[fpc-devel] LLVM Backend?

Wed Nov 11 20:43:08 CET 2009

On 11 Nov 2009, at 16:55, Samuel Crow wrote:

> ----- Original Message ----
>> From: Jonas Maebe <jonas.maebe at elis.ugent.be>
>> To: FPC developers' list <fpc-devel at lists.freepascal.org>
>> Sent: Wed, November 11, 2009 5:03:52 AM
>> Subject: Re: [fpc-devel] LLVM Backend?
>>
>> In a sense it's no problem if the LLVM backend doesn't support all  
>> targets that
>> the other backends support, after all it'll be just another choice  
>> that people
>> can use. I just want to avoid the LLVM backend being completely  
>> disconnected
>> from the other backends or require an inordinate amount of  
>> maintenance to keep
>> it in sync with the other backends, because in that case it would  
>> probably be
>> quite short-lived (unless some dedicated maintainer would step up  
>> and constantly
>> keep it in sync with the rest).
>
> What I originally had in mind was to use the LLVM support classes  
> based on C bindings for libstdc++ and LLVM's template libraries.   
> See http://llvm.org/docs/ProgrammersManual.html for LLVM's best  
> practices.  So, as such, it wouldn't be entirely disconnected from  
> the rest of the project.  It would just be another LLVM frontend.

I think we're talking about two different things here: I meant that it  
could get disconnected from the rest of the FPC project, not from the  
LLVM project.

> As for the code maintenance, the Mattathias BASIC team would be  
> using the code for our compiler in the future as well so we'd have  
> to protect it from bitrot.  Unfortunately something so drastic would  
> be like a fork of the project and I like the fact that FPC will work  
> on my old PowerMac G4 as well as the newer systems.  I was also  
> hoping to avoid having to write our compilers as GCC frontends as  
> well since that framework is poorly documented.

Not only that: a fork without any modifications in the "regular FPC"  
would probably be quite hard to keep in sync, because new frontend  
features still get added to FPC. Sometimes these also require  
(abstract, non-cpu-specific) code generator support, and if the  
regular FPC only keeps its current code generator, then a lot of those  
changes will require porting to be integrated the LLVM backend.

>> FPC already has a fairly abstract code generator interface, because  
>> we don't use
>> intermediate code: parse tree nodes are translated into machine  
>> code by calling
>> the appropriate code generator class methods. The existing abstract  
>> code
>> generator's interface is lower level than LLVM's as far as the type  
>> info is
>> concerned though, so we need a higher level (either sitting above  
>> the current
>> code generator, or replacing existing code generator).
>
> We may want to replace the existing code generator, unfortunately.   
> The reason that LLVM requires such high-level code for the calling  
> routines is that it supports not only different calling conventions  
> but it promotes from the stack-based C calling convention to a  
> register-loaded fastcall convention whenever possible.  This may not  
> have been necessary when using the Borland Fastcall convention but  
> sometimes being able to rearrange the registers when calling  
> different functions can avoid some spillage to the stack.

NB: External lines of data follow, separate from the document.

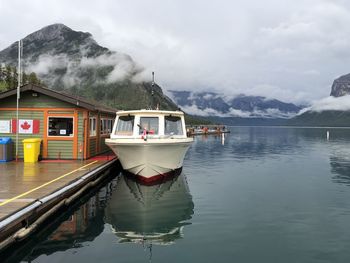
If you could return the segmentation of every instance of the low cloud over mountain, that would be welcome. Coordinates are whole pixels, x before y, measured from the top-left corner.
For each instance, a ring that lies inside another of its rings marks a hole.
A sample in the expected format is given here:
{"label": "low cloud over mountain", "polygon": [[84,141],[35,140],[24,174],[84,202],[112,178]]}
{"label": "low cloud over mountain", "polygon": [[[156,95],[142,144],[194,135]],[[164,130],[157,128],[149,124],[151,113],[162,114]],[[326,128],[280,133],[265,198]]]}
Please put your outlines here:
{"label": "low cloud over mountain", "polygon": [[186,112],[199,116],[242,118],[291,118],[301,106],[261,96],[229,97],[214,92],[169,91]]}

I agree that the current function call infrastructure in FPC's code  
generator is way over-engineered for what LLVM requires, and that part  
would probably not be used. An LLVM call instruction handles all of  
the parameter passing and return value handling by itself, so that is  
no problem. There are however other things where you do may want to  
keep the current code generator, because you'd have to implement  
support just as low level in LLVM as it currently exists in FPC.

One example is bitpacked arrays. Last I checked, LLVM did not support  
this yet (only bitpacked structs were functional), so you'd also need  
the explicit loading, masking, inserting and storing (unless you  
translate that into an array of structs with 1-byte elements  
consisting of 8 bits each, but then the debug info will suffer).

Another example is the Objective-Pascal support we've added: unless  
you'd build the FPC frontend on top of Clang rather than on top of  
LLVM, you'll have to re-implement all of the metadata generation for  
Objective-C classes in an LLVM way if you'd throw away all of FPC's  
low level code generation stuff.

> I think the biggest obstacles to using LLVM at this point is that  
> Borland Fastcall isn't supported by the x86 backend for LLVM and  
> that the type information isn't high-level enough in the FPC compiler.

The code generation in FPC is implemented in basically two steps. The  
parse tree nodes are all class instances with a "generate_code"  
method. The generic implementations of these methods use the various  
(generic) code generator methods to actually emit the (cpu-specific)  
assembler instructions. If you just create descendent classes for all  
of these parse tree nodes whose generate_code methods call into the  
LLVM run time rather than in FPC's abstract code generator, then you  
have access to all high level information that you could want.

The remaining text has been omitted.